I wrote a compression library, with a technique insipred by DEFLATE, but the goal was to have reasonable generic compression performance with very low RAM usage.
Only needs 9 bytes of RAM. Decompression times vary depending on the data, but seems to easily handle more than 100 bytes per frame.
It's free and open source. There's a command line tool and a demo ROM that compresses
The Most Dangerous Game to fit in NROM.
https://github.com/bbbradsmith/huffmunch
Would you say that compressing text is the best use of Huffman?
BTW, the idea of compressing an entire (NROM) game and decompressing it as needed... is an interesting one.
dougeff wrote:
Would you say that compressing text is the best use of Huffman?
Huffman coding is just a component of the algorithm.

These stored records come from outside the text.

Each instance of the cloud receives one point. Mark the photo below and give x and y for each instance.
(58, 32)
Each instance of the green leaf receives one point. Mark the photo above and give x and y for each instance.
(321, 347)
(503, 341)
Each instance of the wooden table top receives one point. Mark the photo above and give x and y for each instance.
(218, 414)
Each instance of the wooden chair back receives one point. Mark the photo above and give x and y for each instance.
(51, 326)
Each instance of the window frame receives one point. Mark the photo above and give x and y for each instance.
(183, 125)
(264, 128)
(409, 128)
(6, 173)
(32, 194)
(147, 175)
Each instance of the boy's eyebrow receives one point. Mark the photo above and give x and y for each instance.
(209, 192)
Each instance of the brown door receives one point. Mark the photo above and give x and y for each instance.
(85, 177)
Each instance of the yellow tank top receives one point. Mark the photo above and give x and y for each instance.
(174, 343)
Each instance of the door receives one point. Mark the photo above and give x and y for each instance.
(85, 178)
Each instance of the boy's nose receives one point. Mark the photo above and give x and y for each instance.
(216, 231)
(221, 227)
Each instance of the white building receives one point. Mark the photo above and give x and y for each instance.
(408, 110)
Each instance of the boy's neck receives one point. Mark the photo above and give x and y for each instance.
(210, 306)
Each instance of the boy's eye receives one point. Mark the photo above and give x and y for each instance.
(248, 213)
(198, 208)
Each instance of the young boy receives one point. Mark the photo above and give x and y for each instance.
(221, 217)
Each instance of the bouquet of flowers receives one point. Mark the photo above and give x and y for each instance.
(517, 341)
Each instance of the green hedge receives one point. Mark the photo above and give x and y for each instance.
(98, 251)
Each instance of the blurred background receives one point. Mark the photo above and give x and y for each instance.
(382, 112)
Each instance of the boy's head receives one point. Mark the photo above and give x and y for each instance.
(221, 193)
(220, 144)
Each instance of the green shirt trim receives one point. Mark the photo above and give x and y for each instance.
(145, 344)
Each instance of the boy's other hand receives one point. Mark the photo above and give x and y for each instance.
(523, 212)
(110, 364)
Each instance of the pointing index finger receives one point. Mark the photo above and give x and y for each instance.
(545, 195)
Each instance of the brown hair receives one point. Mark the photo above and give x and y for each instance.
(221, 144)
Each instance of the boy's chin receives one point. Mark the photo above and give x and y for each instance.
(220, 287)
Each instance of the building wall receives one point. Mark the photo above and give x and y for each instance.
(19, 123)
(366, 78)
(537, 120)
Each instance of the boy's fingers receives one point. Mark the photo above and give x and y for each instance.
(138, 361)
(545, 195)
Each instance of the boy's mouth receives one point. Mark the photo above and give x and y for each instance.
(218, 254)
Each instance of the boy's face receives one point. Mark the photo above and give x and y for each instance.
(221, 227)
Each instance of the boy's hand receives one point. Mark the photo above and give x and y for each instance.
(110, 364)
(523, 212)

Though the example ROM I published compresses text, the purpose of this algorithm is generic. It works on any kind of data. (DEFLATE also uses huffman coding in its algorithm.)

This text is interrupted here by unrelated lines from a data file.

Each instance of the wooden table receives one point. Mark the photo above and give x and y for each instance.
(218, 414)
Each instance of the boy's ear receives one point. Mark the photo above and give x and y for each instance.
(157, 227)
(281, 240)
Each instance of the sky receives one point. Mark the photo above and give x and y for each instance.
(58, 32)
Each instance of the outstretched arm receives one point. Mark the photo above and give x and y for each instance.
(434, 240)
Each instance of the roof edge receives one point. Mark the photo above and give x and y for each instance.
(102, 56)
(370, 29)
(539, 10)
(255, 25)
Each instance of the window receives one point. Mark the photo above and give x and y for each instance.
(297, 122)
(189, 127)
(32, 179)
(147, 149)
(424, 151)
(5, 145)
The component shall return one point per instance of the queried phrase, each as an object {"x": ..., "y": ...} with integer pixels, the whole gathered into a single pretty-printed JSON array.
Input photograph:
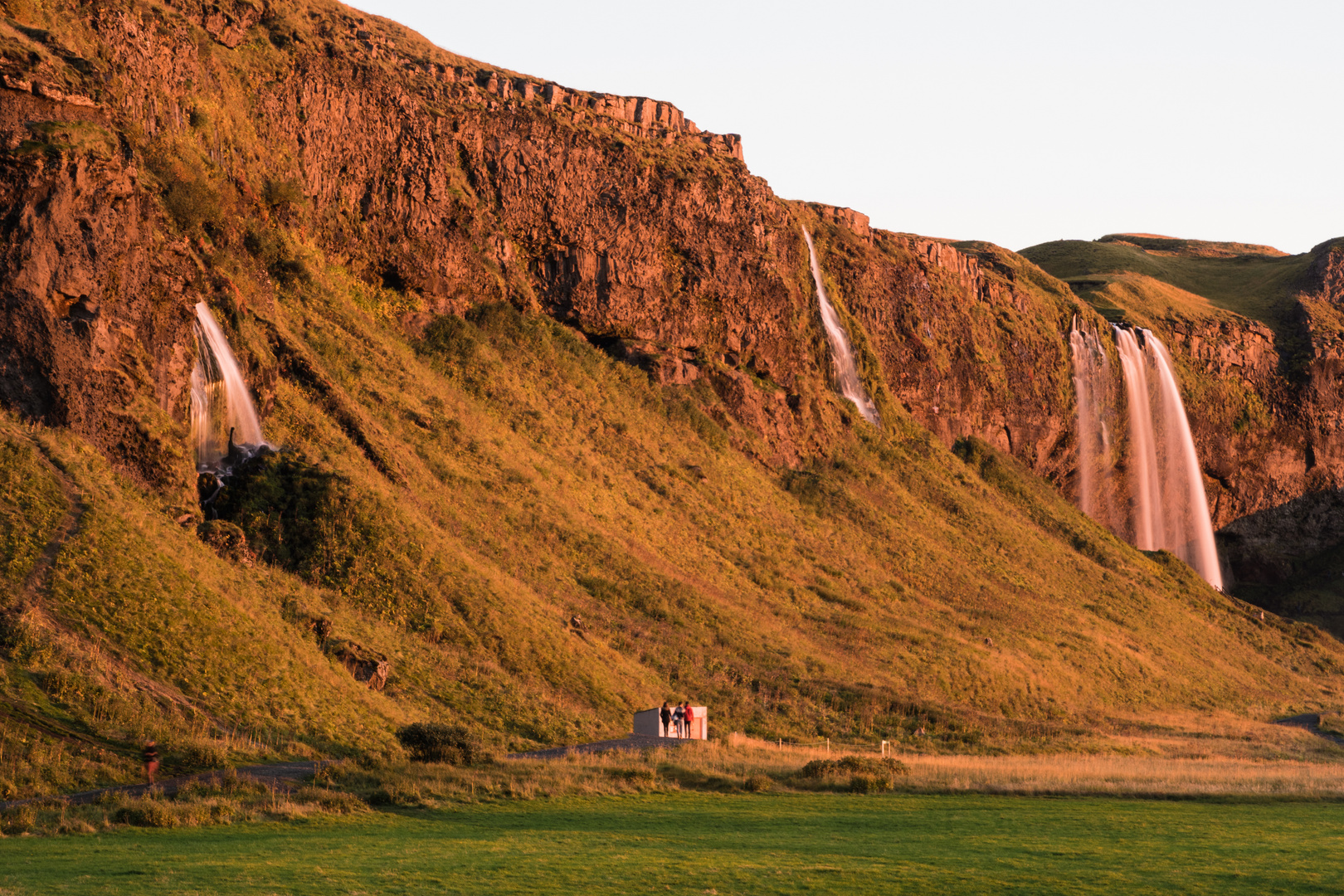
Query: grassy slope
[
  {"x": 1254, "y": 285},
  {"x": 763, "y": 844},
  {"x": 884, "y": 585},
  {"x": 509, "y": 476}
]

For text, Huffmunch should perform better than huffman coding alone, because it encodes longer strings and not just single bytes.
dougeff wrote:
BTW, the idea of compressing an entire (NROM) game and decompressing it as needed... is an interesting one.
The name I used for the demo ROM may have been misleading? The demo just has the text of a story compressed. The decompression library will let you retrieve each byte from the data in order (serial access). You can break the data up into pieces, though, and start from the beginning of any of those pieces. In the demo, it's broken into pages of the story.
(All of the pieces in a bank share a single compression tree, so despite being broken up into pieces they are still compressed more globally with shared redundancies.)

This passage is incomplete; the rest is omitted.